Right there!

chem element of surprise

Memorable gigs attended

The Who, 1976

The Who, 1976

For no particular reason, here’s a few standout gigs I’ve been to down the years. The first big rock gig was The Who at Charlton Athletic F.C. in 1976. It was pouring with rain but The Who were brilliant and very loud. The great keyboard loop at the beginning of Won’t Get Fooled Again seemed to go on forever and drummer Keith Moon lived up to his wild reputation. I saw a lot of great live bands in the late 70s from Pink Floyd to Lynyrd Skynyrd to Peter Frampton. Queen and Steve Hillage at Hyde Park was a corker in 1976 too.

Marillion, 1982

Marillion, 1982

By 1982 I was living up in London and making regular visits to the famous Marquee Club to see an unsigned progressive rock band called Marillion. There was a truly electric and magical atmosphere at those early Fish Marquee gigs which increased in intensity as the band got closer to signing with EMI. Great times and a further inspiration for my own music during the 80s.

Bono with Salman Rushdie, U2 in 1993

Bono with Salman Rushdie, U2 in 1993

U2 at Wembley Stadium in 1993 remains one of the most extraordinary gigs I’ve ever been to although they aren’t one of my favourite bands.

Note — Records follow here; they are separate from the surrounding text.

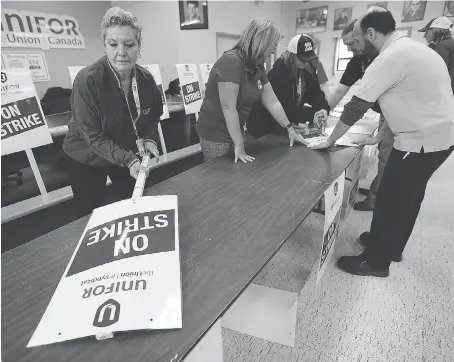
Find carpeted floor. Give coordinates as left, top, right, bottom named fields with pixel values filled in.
left=223, top=156, right=454, bottom=362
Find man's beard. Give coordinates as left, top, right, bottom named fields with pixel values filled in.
left=364, top=38, right=377, bottom=55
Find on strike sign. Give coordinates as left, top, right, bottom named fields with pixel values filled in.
left=27, top=196, right=182, bottom=347
left=317, top=171, right=345, bottom=284
left=177, top=64, right=202, bottom=114
left=1, top=69, right=52, bottom=155
left=142, top=64, right=170, bottom=120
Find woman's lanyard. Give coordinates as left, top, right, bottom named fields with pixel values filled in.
left=107, top=61, right=145, bottom=155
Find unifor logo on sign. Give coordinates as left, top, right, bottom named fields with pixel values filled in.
left=2, top=9, right=85, bottom=49
left=93, top=299, right=120, bottom=328
left=182, top=82, right=202, bottom=105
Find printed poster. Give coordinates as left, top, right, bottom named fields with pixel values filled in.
left=1, top=69, right=52, bottom=156
left=1, top=9, right=85, bottom=49
left=142, top=64, right=169, bottom=120
left=317, top=171, right=345, bottom=285
left=2, top=53, right=50, bottom=82
left=176, top=64, right=202, bottom=114
left=199, top=63, right=213, bottom=88
left=68, top=66, right=85, bottom=86
left=27, top=195, right=182, bottom=347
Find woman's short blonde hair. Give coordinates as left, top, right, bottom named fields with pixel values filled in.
left=235, top=18, right=281, bottom=66
left=101, top=6, right=142, bottom=46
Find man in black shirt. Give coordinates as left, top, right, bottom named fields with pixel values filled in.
left=328, top=20, right=394, bottom=211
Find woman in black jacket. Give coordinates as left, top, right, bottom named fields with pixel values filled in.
left=247, top=34, right=330, bottom=138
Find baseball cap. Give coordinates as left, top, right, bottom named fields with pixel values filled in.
left=287, top=34, right=318, bottom=62
left=418, top=16, right=452, bottom=32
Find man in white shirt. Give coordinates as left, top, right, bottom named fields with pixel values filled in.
left=313, top=7, right=454, bottom=277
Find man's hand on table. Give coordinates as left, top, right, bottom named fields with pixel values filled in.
left=311, top=138, right=334, bottom=151
left=314, top=109, right=328, bottom=128
left=288, top=127, right=307, bottom=147
left=352, top=136, right=380, bottom=146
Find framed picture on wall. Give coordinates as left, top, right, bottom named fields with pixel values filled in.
left=396, top=26, right=413, bottom=38
left=443, top=0, right=454, bottom=18
left=333, top=8, right=353, bottom=30
left=367, top=1, right=388, bottom=9
left=296, top=6, right=328, bottom=34
left=179, top=1, right=208, bottom=30
left=401, top=0, right=427, bottom=23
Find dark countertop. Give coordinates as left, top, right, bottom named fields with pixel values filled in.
left=45, top=96, right=184, bottom=137
left=2, top=135, right=366, bottom=362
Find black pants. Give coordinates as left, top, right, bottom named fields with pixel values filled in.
left=365, top=146, right=454, bottom=267
left=65, top=156, right=135, bottom=218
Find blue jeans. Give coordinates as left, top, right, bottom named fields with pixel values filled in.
left=363, top=120, right=394, bottom=209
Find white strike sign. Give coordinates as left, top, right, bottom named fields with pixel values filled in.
left=317, top=171, right=345, bottom=284
left=142, top=64, right=169, bottom=120
left=1, top=69, right=52, bottom=156
left=2, top=9, right=85, bottom=49
left=2, top=53, right=50, bottom=82
left=199, top=63, right=213, bottom=88
left=176, top=64, right=202, bottom=114
left=27, top=195, right=182, bottom=347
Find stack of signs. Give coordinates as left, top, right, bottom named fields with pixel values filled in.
left=68, top=67, right=85, bottom=85
left=301, top=133, right=358, bottom=147
left=1, top=69, right=52, bottom=156
left=344, top=148, right=364, bottom=219
left=2, top=53, right=50, bottom=82
left=199, top=63, right=213, bottom=89
left=27, top=195, right=182, bottom=347
left=176, top=64, right=202, bottom=114
left=142, top=64, right=169, bottom=120
left=317, top=172, right=345, bottom=285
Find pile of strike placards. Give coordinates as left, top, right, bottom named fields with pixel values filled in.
left=28, top=196, right=182, bottom=347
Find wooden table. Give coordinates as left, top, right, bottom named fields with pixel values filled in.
left=46, top=96, right=184, bottom=137
left=2, top=135, right=366, bottom=362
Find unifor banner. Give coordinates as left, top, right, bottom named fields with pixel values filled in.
left=317, top=171, right=345, bottom=284
left=199, top=63, right=213, bottom=88
left=176, top=64, right=202, bottom=114
left=68, top=66, right=85, bottom=86
left=142, top=64, right=169, bottom=120
left=1, top=68, right=52, bottom=156
left=2, top=9, right=85, bottom=49
left=27, top=195, right=182, bottom=347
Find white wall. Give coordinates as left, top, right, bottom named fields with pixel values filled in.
left=2, top=1, right=110, bottom=98
left=284, top=0, right=445, bottom=83
left=112, top=1, right=285, bottom=87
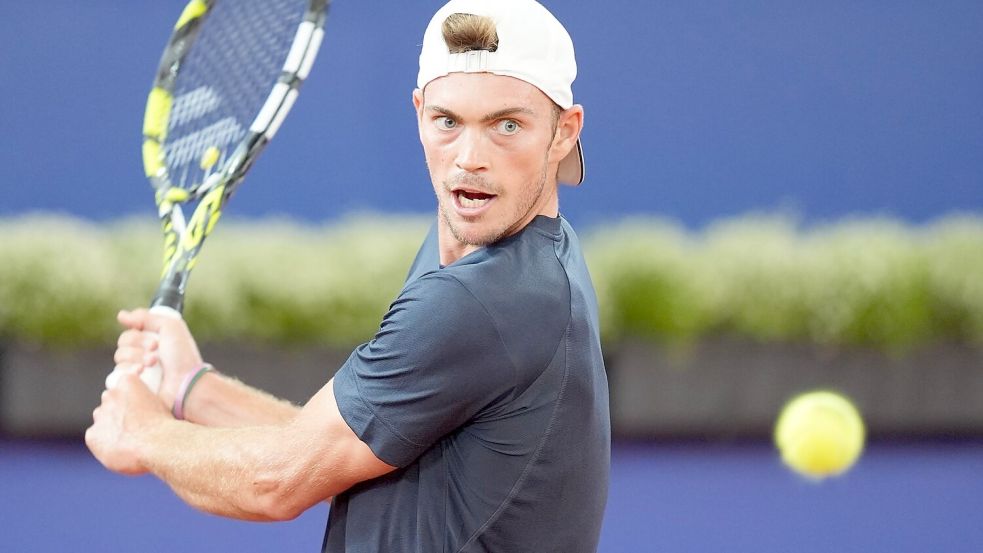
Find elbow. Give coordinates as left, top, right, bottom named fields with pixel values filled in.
left=249, top=468, right=317, bottom=522
left=256, top=495, right=307, bottom=522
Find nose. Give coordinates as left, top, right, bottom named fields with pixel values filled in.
left=454, top=129, right=488, bottom=173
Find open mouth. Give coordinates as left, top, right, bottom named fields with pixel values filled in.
left=454, top=189, right=495, bottom=209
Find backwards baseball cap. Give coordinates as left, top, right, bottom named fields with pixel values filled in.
left=416, top=0, right=584, bottom=186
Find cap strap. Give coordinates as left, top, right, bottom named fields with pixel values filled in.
left=447, top=50, right=491, bottom=73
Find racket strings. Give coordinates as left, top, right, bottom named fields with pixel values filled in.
left=163, top=0, right=309, bottom=190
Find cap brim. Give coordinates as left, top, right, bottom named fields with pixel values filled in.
left=556, top=139, right=584, bottom=186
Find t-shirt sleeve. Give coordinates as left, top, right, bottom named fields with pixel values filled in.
left=334, top=273, right=515, bottom=467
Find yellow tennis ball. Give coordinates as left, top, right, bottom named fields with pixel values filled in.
left=201, top=146, right=222, bottom=171
left=775, top=391, right=866, bottom=480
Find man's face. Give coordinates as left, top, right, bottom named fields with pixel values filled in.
left=413, top=73, right=569, bottom=248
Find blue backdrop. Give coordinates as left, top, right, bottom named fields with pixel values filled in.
left=0, top=0, right=983, bottom=225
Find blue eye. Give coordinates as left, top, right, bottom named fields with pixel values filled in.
left=433, top=115, right=457, bottom=131
left=497, top=119, right=522, bottom=134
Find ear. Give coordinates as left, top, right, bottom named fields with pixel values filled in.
left=413, top=88, right=423, bottom=119
left=550, top=104, right=584, bottom=163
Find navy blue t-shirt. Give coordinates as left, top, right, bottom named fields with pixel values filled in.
left=323, top=216, right=610, bottom=553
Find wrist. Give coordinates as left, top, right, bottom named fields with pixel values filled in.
left=171, top=363, right=215, bottom=420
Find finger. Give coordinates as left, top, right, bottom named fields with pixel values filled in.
left=116, top=308, right=149, bottom=330
left=116, top=328, right=144, bottom=346
left=113, top=347, right=146, bottom=365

The Zooropa tour broke completely new ground with an astonishing multimedia spectacular. The big screens flashed up “Everything You Know Is Wrong”, “Believe Everything” and “Taste Is The Enemy Of Art” and other assorted nonsense, or is that wisdom? Huge, mind-blowing, completely bonkers and brilliant.

Chemical Brothers, 2005

Chemical Brothers, 2005

 

By the 90s I was more interested in dancing (if my jumping up and down or whirling round and round in Brighton clubs could be called dancing) and later Britpop. There was a real energy to the early raves and the dance music that came out of that scene – Orbital, Massive Attack, Underworld were all great live. The positivity seemed to gradually die out after a few years so it was an unexpected joy to experience the consciousness-raising Chemical Brothers on my birthday in May 2005, a fantastic night. Without any drugs I might add – the music has always been enough maaaan.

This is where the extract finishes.